Nos Estados Unidos, o rate review do Affordable Care Act obriga seguradoras a submeter, todo ano, pedidos de reajuste com documentação atuarial pública aos reguladores estaduais - processo formalizado no Título 45 do Code of Federal Regulations, parte 154. Para 2026, o aumento médio no mercado individual do Marketplace ficou perto de 20%, por causa do custo de medicamentos de alta especialidade e do fim de créditos fiscais federais. O número final é parecido com o brasileiro. O processo que o produz, não: lá, a justificativa atuarial é pública antes da decisão.

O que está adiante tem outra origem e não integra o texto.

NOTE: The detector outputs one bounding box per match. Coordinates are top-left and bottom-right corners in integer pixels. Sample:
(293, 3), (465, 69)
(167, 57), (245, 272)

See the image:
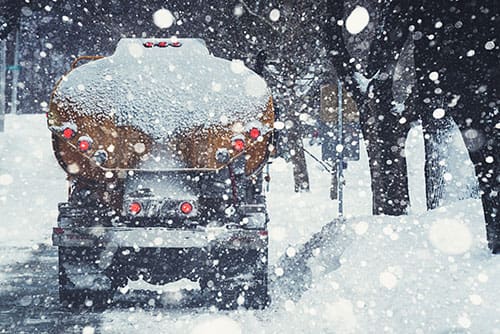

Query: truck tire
(59, 247), (118, 310)
(213, 249), (270, 310)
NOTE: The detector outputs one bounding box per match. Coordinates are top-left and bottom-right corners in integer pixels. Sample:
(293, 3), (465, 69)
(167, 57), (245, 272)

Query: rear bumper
(52, 227), (267, 249)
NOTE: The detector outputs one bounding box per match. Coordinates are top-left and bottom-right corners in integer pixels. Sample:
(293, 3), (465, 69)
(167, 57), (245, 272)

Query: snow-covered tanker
(48, 38), (274, 308)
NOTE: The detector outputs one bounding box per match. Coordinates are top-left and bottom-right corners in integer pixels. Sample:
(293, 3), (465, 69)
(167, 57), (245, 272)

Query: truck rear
(48, 38), (274, 308)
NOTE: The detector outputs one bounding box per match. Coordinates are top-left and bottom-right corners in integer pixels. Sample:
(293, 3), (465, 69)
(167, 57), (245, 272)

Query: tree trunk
(288, 122), (309, 192)
(360, 83), (410, 216)
(423, 117), (453, 210)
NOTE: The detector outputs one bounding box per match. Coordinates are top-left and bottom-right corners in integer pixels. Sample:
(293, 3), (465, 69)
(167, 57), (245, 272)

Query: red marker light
(63, 128), (75, 139)
(250, 128), (260, 140)
(233, 139), (245, 152)
(181, 202), (193, 215)
(128, 202), (142, 215)
(78, 140), (90, 152)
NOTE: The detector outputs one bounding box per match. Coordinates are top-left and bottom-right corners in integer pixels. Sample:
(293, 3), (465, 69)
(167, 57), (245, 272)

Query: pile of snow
(0, 115), (68, 248)
(54, 38), (270, 139)
(0, 115), (500, 334)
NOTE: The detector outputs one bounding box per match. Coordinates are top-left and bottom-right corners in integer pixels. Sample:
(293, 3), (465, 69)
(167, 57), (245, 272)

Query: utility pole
(335, 79), (344, 217)
(9, 27), (21, 115)
(0, 40), (7, 132)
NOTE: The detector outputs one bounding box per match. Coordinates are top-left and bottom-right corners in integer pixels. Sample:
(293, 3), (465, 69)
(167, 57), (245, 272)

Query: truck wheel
(214, 250), (270, 310)
(59, 247), (116, 310)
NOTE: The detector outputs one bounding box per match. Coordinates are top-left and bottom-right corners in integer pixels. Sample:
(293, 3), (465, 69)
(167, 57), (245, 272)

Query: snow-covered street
(0, 115), (500, 334)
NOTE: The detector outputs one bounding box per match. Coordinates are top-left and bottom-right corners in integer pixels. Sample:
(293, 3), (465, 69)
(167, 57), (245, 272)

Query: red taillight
(233, 139), (245, 152)
(63, 128), (75, 139)
(250, 128), (260, 140)
(181, 202), (193, 215)
(53, 227), (64, 234)
(78, 139), (90, 152)
(128, 202), (142, 215)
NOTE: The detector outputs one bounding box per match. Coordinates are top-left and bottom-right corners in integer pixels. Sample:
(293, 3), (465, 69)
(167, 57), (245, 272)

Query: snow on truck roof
(54, 38), (270, 139)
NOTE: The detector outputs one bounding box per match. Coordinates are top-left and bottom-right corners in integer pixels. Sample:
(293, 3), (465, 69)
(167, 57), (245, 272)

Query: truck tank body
(48, 39), (274, 183)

Essa diferença processual já foi formulada pela filosofia da saúde. Norman Daniels, em Just Health: Meeting Health Needs Fairly (Cambridge University Press, 2008), sustenta que a justiça em saúde não se mede só pelo resultado de uma política, mas pela lisura do procedimento que a produz - o que chama de accountability for reasonableness: decisões que afetam o acesso à saúde só se legitimam quando expostas a publicidade, contestação e revisão por quem é por elas afetado. Aplicado ao caso de Dona Marisa: o problema da revisão técnica não é, a rigor, que ela custe caro. É que, até este momento, ainda não passou pelo processo que a tornaria legítima mesmo sendo cara.

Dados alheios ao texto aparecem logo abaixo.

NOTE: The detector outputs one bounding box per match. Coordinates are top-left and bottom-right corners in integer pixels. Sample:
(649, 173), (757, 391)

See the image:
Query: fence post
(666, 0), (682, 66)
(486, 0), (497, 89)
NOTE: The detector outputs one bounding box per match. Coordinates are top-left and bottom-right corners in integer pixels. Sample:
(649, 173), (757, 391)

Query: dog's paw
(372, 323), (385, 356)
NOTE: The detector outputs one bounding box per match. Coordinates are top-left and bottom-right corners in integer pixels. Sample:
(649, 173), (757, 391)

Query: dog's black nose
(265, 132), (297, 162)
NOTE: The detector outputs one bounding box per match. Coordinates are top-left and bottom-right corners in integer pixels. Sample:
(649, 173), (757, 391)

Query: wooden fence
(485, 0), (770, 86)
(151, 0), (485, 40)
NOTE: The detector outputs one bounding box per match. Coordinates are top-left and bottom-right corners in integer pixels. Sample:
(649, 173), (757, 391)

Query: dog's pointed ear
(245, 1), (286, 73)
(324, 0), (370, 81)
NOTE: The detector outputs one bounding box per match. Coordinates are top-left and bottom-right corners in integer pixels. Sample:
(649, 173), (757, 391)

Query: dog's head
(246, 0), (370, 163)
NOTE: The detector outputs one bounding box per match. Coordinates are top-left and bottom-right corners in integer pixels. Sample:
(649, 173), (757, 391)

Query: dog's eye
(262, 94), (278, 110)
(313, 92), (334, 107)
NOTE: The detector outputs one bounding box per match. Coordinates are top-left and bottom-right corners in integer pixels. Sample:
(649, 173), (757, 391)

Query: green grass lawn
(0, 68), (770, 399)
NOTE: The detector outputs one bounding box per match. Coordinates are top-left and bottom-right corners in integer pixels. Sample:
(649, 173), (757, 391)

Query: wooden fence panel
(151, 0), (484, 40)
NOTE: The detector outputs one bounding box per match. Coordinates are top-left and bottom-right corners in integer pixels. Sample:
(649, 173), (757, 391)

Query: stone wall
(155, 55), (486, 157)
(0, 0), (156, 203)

4. O teste dos três filtros
Proponho um critério de aferição - não uma proibição, um teste de legitimação - aplicável a qualquer reajuste que a ANS venha a criar, revisão técnica inclusa.
O primeiro filtro é atuarial: o percentual precisa vir com nota técnica pública, capaz de demonstrar o desequilíbrio que se pretende corrigir - não a alegação genérica de sustentabilidade, mas o cálculo que a sustenta.
O segundo filtro é processual, e decorre do art. 6º da lei 13.848: AIR completa, com consulta pública efetiva - não o simulacro de participação que uma minuta vazada, sem consulta, não satisfaz.
O terceiro filtro é o da não onerosidade excessiva ao vulnerável, extraído por analogia do Tema 1.016 do STJ: o percentual final, somado o reajuste ordinário à revisão técnica, não pode pressionar economicamente o beneficiário individual - majoritariamente idoso, majoritariamente de menor renda - além do que o CDC e a proteção constitucional à pessoa idosa toleram.
Uma revisão técnica que passe pelos três filtros pode ser, no mérito, correta - o setor tem desafios atuariais reais, e regular sem verdade contábil é populismo regulatório, não proteção ao consumidor. Uma revisão técnica que avance sem os três filtros nasce viciada na origem, ainda que o percentual final seja idêntico. A diferença não está na matemática. Está no processo.
Dona Marisa não vai ler a lei 13.848, e é bem provável que nunca tenha ouvido falar do Tema 1.016 do STJ. Mas o que ela sentiu ao fazer a conta no celular foi exatamente o que este artigo tentou traduzir em linguagem jurídica: A intuição de que ninguém deveria ficar mais pobre por uma decisão nunca publicamente explicada. Se a revisão técnica um dia deixar de ser minuta e virar norma, o teste que legitimará o que ela pagará não estará na tabela de percentuais. Estará em saber se, antes de chegar ao boleto de Dona Marisa, a proposta passou pelos três filtros que a Constituição, a lei 9.656, a lei 13.848 e o STJ já lhe garantem.